Remember the statement made earlier that throughout the hypothesis testing process, we work under the assumption that the null hypothesis is true. The P-value is no exception. It tells us under the assumption of the null how likely we are to to see data at least as extreme (if not even more extreme) as the data we actually saw.

10.4.5 Conclusion

The P-value we calculate in the Mechanics section allows us to determine what our decision will be relative to the null hypothesis. As explained above, when the P-value is small, that means we had data that would be very unlikely had the null been true. The sensible conclusion is then to “reject the null hypothesis.” On the other hand, if the data is consistent with the null hypothesis, then we “fail to reject the null hypothesis.”

How small does the P-value need to be before we are willing to reject the null hypothesis? That is a decision we have to make based on how much we are willing to risk an incorrect conclusion. A value that is widely used is 0.05; in other words, if \(P < 0.05\) we reject the null, and if \(P > 0.05\), we fail to reject the null. However, for situations where we want to be conservative, we could choose this threshold to be much smaller. If we insist that the P-value be less than 0.01, for example, then we will only reject the null when we have a lot more evidence. The threshold we choose is called the “significance level”, denoted by the Greek letter alpha: \(\alpha\). The value of \(\alpha\) must be chosen long before we compute our P-value so that we’re not tempted to cheat and change the value of \(\alpha\) to suit our P-value (and by doing so, quite literally, move the goalposts).

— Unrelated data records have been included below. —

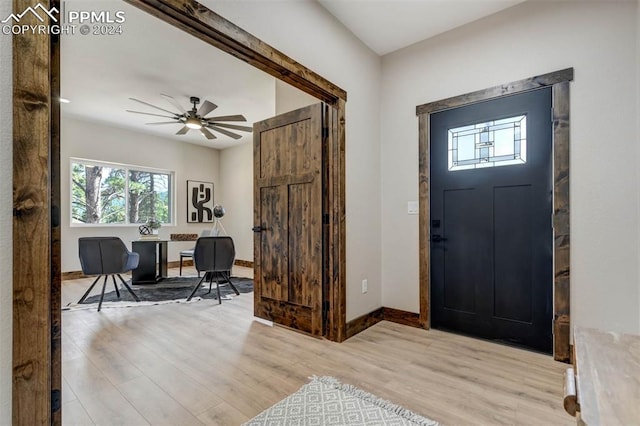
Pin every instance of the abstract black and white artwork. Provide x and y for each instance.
(199, 201)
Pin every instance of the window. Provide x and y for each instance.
(488, 144)
(117, 194)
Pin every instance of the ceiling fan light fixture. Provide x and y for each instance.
(193, 123)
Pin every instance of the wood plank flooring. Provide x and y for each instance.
(209, 364)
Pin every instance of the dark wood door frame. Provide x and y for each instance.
(36, 190)
(559, 81)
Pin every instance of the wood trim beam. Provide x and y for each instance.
(35, 269)
(337, 258)
(210, 27)
(519, 86)
(424, 266)
(561, 223)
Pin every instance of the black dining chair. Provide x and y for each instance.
(214, 256)
(106, 256)
(189, 252)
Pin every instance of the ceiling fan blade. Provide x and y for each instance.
(173, 102)
(153, 106)
(226, 118)
(148, 113)
(206, 108)
(207, 134)
(224, 132)
(232, 126)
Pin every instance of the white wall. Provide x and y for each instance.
(598, 39)
(236, 176)
(289, 98)
(308, 33)
(6, 204)
(95, 141)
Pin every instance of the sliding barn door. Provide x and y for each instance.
(288, 243)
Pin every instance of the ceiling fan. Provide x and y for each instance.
(195, 118)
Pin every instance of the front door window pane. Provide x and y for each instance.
(488, 144)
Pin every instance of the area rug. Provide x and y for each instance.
(169, 290)
(326, 401)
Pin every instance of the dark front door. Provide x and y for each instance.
(288, 207)
(491, 210)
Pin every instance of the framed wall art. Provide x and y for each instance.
(199, 202)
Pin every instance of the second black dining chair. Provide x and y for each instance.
(214, 256)
(106, 256)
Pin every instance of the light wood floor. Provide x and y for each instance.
(204, 363)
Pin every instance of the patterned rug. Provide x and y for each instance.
(326, 401)
(169, 290)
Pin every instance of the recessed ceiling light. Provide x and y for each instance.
(193, 123)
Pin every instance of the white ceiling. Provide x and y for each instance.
(100, 72)
(388, 25)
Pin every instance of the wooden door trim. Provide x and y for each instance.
(36, 195)
(559, 82)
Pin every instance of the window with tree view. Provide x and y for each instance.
(117, 194)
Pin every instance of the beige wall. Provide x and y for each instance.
(598, 39)
(95, 141)
(289, 98)
(638, 100)
(236, 177)
(309, 34)
(6, 203)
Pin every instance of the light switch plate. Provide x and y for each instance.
(412, 207)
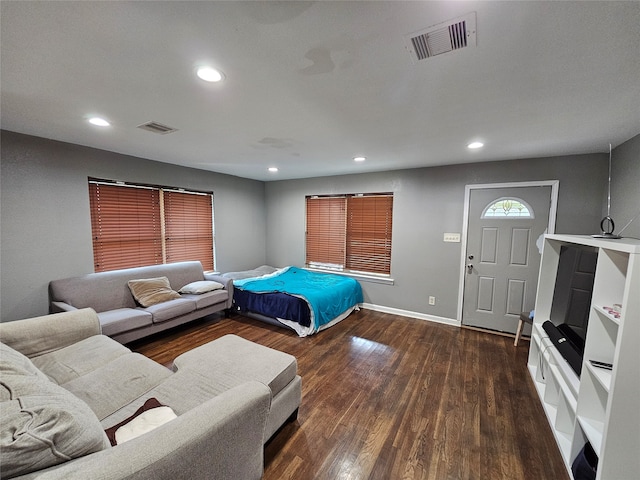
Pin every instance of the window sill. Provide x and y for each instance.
(358, 276)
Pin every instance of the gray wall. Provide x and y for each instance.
(427, 203)
(45, 222)
(625, 187)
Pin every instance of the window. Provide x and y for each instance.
(136, 225)
(350, 232)
(508, 208)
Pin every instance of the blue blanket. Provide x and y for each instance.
(327, 294)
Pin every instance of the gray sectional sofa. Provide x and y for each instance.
(122, 317)
(63, 383)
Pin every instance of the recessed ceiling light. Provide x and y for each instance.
(209, 74)
(99, 122)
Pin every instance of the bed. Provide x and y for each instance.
(300, 299)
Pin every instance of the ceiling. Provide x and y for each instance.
(310, 85)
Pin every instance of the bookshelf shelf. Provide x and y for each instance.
(600, 406)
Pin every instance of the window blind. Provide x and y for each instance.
(188, 227)
(369, 222)
(326, 233)
(125, 226)
(350, 232)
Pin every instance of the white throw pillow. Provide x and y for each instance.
(143, 423)
(202, 286)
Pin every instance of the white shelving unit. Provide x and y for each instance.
(601, 406)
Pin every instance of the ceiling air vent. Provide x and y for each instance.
(442, 38)
(156, 127)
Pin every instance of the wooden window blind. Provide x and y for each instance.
(326, 232)
(136, 225)
(188, 227)
(369, 221)
(125, 225)
(351, 232)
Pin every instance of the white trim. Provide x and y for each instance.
(551, 227)
(408, 313)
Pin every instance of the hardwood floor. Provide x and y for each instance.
(389, 397)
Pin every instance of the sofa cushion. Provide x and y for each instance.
(171, 309)
(117, 383)
(202, 286)
(44, 425)
(80, 358)
(13, 362)
(238, 360)
(151, 291)
(123, 320)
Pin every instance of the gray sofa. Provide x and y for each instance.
(62, 384)
(122, 317)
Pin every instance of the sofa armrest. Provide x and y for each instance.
(221, 439)
(227, 282)
(39, 335)
(58, 307)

Note that we never accept the null hypothesis. The hypothesis testing procedure gives us no evidence in favor of the null. All we can say is that the evidence is either strong enough to warrant rejection of the null, or else it isn’t, in which case we can conclude nothing. If we can’t prove the null false, we are left not knowing much of anything at all.

The phrases “reject the null” or “fail to reject the null” are very statsy. Your audience may not be statistically trained. Besides, the real conclusion you care about concerns the research question of interest you posed at the beginning of this process, and that is built into the alternative hypothesis, not the null. Therefore, we need some statement that addresses the alternative hypothesis in words that a general audience will understand. I recommend the following templates:

  • When you reject the null, you can safely say, “We have sufficient evidence that [restate the alternative hypothesis].”
  • When you fail to reject the null, you can safely say, “We have insufficient evidence that [restate the alternative hypothesis].”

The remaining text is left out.